Sunday afternoon, upon my return back to campus, I had the means to go down with my swim coach and some swimming teammates to the destroyed area of Cedar Grove Beach on Staten Island to help out. I did not know what to expect when I arrived, and I could not believe the ruin Hurricane Sandy left in her wake. My coach, teammates, and I parked about a quarter of a mile away from the site where volunteers needed to help. We took a walk down the streets of the neighborhoods that led to the site, carrying the clothing and cleaning supplies we were donating with us.
The streets here were covered with dust, and the sidewalks were piled with furniture, cabinets, washers, televisions, printers, and any other item someone would find in a house.
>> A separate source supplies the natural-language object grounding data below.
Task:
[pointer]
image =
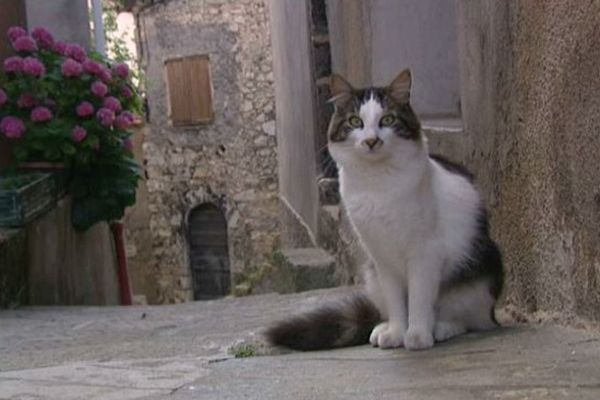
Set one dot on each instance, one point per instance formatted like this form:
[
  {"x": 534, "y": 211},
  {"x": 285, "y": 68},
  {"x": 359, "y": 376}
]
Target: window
[{"x": 189, "y": 90}]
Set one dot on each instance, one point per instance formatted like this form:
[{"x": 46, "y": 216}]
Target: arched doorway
[{"x": 208, "y": 252}]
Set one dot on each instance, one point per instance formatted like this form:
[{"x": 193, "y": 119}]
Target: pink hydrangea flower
[
  {"x": 91, "y": 67},
  {"x": 126, "y": 92},
  {"x": 85, "y": 109},
  {"x": 43, "y": 38},
  {"x": 121, "y": 70},
  {"x": 106, "y": 116},
  {"x": 128, "y": 144},
  {"x": 76, "y": 52},
  {"x": 34, "y": 67},
  {"x": 51, "y": 104},
  {"x": 3, "y": 97},
  {"x": 71, "y": 68},
  {"x": 16, "y": 32},
  {"x": 41, "y": 114},
  {"x": 12, "y": 127},
  {"x": 99, "y": 89},
  {"x": 112, "y": 103},
  {"x": 124, "y": 121},
  {"x": 13, "y": 64},
  {"x": 26, "y": 100},
  {"x": 24, "y": 43},
  {"x": 78, "y": 134},
  {"x": 105, "y": 75},
  {"x": 129, "y": 116},
  {"x": 60, "y": 48}
]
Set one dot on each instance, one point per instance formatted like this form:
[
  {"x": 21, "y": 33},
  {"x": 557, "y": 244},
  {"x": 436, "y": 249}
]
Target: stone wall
[
  {"x": 532, "y": 117},
  {"x": 138, "y": 237},
  {"x": 231, "y": 162}
]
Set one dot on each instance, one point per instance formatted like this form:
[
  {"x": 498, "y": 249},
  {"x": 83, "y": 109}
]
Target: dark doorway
[{"x": 209, "y": 256}]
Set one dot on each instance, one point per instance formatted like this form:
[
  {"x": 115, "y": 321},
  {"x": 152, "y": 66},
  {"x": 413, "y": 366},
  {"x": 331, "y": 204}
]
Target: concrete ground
[{"x": 184, "y": 352}]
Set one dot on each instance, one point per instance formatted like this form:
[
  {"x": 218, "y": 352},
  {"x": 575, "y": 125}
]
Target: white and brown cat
[{"x": 435, "y": 271}]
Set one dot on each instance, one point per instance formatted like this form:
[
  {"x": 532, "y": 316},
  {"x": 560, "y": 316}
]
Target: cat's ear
[
  {"x": 399, "y": 89},
  {"x": 341, "y": 90}
]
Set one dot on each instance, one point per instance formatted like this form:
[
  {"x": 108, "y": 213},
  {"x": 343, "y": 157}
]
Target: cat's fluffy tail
[{"x": 347, "y": 322}]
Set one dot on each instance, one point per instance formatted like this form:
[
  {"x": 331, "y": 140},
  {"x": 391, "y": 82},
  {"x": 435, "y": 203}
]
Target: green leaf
[{"x": 68, "y": 149}]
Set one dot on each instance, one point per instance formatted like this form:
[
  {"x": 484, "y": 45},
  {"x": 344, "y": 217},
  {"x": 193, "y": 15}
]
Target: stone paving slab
[{"x": 180, "y": 352}]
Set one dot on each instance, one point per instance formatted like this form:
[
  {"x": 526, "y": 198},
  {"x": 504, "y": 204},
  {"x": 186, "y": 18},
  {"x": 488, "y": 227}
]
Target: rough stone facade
[
  {"x": 532, "y": 117},
  {"x": 232, "y": 161}
]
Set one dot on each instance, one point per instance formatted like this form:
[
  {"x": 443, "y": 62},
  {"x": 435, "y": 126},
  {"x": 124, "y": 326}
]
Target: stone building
[
  {"x": 211, "y": 179},
  {"x": 507, "y": 87}
]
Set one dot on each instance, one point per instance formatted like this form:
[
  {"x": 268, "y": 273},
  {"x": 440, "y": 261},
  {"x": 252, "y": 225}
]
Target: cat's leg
[
  {"x": 468, "y": 307},
  {"x": 423, "y": 288},
  {"x": 390, "y": 334}
]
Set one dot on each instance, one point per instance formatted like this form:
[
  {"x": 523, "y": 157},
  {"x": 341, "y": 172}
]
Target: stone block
[{"x": 305, "y": 269}]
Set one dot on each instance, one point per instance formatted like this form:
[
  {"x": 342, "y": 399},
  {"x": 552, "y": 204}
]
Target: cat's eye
[
  {"x": 355, "y": 121},
  {"x": 387, "y": 120}
]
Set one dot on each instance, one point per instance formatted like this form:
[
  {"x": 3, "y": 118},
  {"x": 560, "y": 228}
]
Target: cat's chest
[{"x": 382, "y": 219}]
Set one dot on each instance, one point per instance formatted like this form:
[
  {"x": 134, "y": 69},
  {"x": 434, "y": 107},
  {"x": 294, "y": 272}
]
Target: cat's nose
[{"x": 372, "y": 142}]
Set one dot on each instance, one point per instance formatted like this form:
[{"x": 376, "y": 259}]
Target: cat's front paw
[
  {"x": 385, "y": 336},
  {"x": 418, "y": 339}
]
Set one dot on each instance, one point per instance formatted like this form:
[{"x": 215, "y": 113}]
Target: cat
[{"x": 434, "y": 272}]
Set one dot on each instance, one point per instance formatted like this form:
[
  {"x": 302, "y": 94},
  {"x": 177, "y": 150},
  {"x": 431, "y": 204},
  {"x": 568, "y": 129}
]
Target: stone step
[{"x": 306, "y": 269}]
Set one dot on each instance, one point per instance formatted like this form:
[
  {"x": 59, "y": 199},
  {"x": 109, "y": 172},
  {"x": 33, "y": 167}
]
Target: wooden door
[{"x": 209, "y": 255}]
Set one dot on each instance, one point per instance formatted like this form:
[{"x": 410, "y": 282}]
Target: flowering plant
[{"x": 60, "y": 103}]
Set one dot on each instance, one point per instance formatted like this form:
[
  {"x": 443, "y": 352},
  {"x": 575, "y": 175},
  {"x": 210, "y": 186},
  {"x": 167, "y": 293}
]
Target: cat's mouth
[{"x": 372, "y": 154}]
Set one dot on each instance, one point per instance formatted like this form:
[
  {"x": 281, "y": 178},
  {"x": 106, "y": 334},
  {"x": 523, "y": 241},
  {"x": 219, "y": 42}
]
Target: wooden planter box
[{"x": 23, "y": 197}]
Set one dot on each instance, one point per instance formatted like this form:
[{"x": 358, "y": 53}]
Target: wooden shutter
[{"x": 189, "y": 90}]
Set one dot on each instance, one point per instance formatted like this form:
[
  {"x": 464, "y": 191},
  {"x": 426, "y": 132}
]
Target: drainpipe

I felt my heart ache for the people. Houses were in utter ruin; I saw some houses completely off of their foundations, others had all of their walls ripped off, and some houses had become piles of splintered wood. As we walked closer to the water, the scene went from bad to worse. I thought we had already seen the entirety of the destruction of Sandy, but as we got closer to the beach, I was caught off guard and saw a scene worse than I had ever imagined.
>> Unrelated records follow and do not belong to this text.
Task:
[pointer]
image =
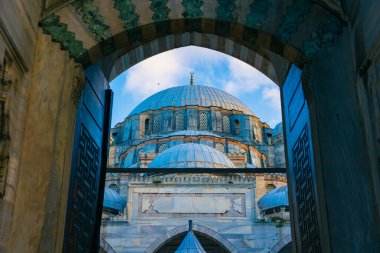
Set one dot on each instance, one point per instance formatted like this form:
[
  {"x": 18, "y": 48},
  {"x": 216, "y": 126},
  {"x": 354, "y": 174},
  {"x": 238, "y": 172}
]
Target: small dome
[
  {"x": 113, "y": 201},
  {"x": 191, "y": 155},
  {"x": 278, "y": 130},
  {"x": 275, "y": 198},
  {"x": 199, "y": 95},
  {"x": 191, "y": 133}
]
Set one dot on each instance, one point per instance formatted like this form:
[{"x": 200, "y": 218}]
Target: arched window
[
  {"x": 270, "y": 187},
  {"x": 114, "y": 187},
  {"x": 219, "y": 147},
  {"x": 237, "y": 126},
  {"x": 157, "y": 124},
  {"x": 203, "y": 121},
  {"x": 226, "y": 124},
  {"x": 162, "y": 148},
  {"x": 146, "y": 126},
  {"x": 179, "y": 121}
]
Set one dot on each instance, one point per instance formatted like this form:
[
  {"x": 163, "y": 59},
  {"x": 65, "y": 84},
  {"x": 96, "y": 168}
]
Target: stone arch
[
  {"x": 257, "y": 48},
  {"x": 211, "y": 41},
  {"x": 183, "y": 229},
  {"x": 105, "y": 247},
  {"x": 280, "y": 244}
]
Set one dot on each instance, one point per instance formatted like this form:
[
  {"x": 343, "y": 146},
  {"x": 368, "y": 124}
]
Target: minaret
[
  {"x": 191, "y": 78},
  {"x": 190, "y": 243}
]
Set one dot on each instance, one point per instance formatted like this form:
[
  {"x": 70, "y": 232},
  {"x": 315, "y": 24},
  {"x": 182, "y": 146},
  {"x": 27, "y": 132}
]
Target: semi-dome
[
  {"x": 200, "y": 95},
  {"x": 191, "y": 155},
  {"x": 192, "y": 133},
  {"x": 275, "y": 198},
  {"x": 278, "y": 130},
  {"x": 113, "y": 201}
]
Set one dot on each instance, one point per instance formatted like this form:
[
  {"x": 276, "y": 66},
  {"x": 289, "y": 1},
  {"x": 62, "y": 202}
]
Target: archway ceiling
[{"x": 92, "y": 30}]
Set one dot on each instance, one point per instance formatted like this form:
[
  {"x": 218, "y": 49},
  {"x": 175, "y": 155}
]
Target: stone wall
[
  {"x": 17, "y": 39},
  {"x": 46, "y": 151}
]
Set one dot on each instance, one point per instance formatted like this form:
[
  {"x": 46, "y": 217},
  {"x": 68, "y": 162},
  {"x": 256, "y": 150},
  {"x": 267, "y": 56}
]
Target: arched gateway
[
  {"x": 54, "y": 116},
  {"x": 160, "y": 242}
]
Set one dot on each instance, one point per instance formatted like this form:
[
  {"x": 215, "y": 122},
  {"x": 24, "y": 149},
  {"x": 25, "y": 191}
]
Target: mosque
[{"x": 194, "y": 126}]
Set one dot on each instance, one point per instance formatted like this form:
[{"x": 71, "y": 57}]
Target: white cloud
[
  {"x": 272, "y": 95},
  {"x": 211, "y": 68},
  {"x": 244, "y": 78},
  {"x": 168, "y": 69}
]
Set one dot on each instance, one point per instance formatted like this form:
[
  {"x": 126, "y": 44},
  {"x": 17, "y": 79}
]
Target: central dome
[
  {"x": 191, "y": 155},
  {"x": 203, "y": 96}
]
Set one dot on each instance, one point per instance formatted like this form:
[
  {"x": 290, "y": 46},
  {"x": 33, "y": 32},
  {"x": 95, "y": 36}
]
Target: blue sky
[{"x": 211, "y": 68}]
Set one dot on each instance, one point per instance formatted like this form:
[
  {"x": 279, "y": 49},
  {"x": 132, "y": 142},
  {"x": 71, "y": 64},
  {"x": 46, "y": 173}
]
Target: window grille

Mud at least one inch thick covered the entire road. Sidewalks were littered with splintered wood from the broken homes. There was boat that was completely inland that was blocking a sidewalk. I found a lost teddy bear, covered in mud. My heart cried out for the little girl who had lost her precious friend, and I prayed that the little girl was safe.
As I made my way closer to the site where I saw a large gathering of bundled up volunteers, I felt the quiet, dismal air charged with determination and lots of heart. Volunteers of all ages had come to this site to lend a helping hand to this hard-hit neighborhood. Clothing donations were coming to the place by truckloads. My teammates and I were assigned to join the task force that was in charge of sorting out clothing. We had to sort them into trash bags labeled by gender and size.
We were there helping out for three hours. The sorting crew managed to sort through over fifty large trash bags of donated clothing during that time. We also helped out people who came in who were in need because they had lost everything from the hurricane. After a humbling, eye-opening afternoon, we slowly walked in the crisp air back to our car to return to school. From this experience, I learned how important it is to lend a helping hand to others in need. Seeing what some people have lost made me realize that I cannot take things for granted. All of my worries and complaints are insignificant compared to what the victims of Hurricane Sandy have to handle.
I am going to make every effort to continue helping with the Hurricane Sandy relief efforts during the gaps between my classes during the week. Please help those in need by going to the Wagner Cares website. Every little bit helps, whether it is donating needed items, being a volunteer at one of the relief sites, or giving money. Stay strong, Staten Island!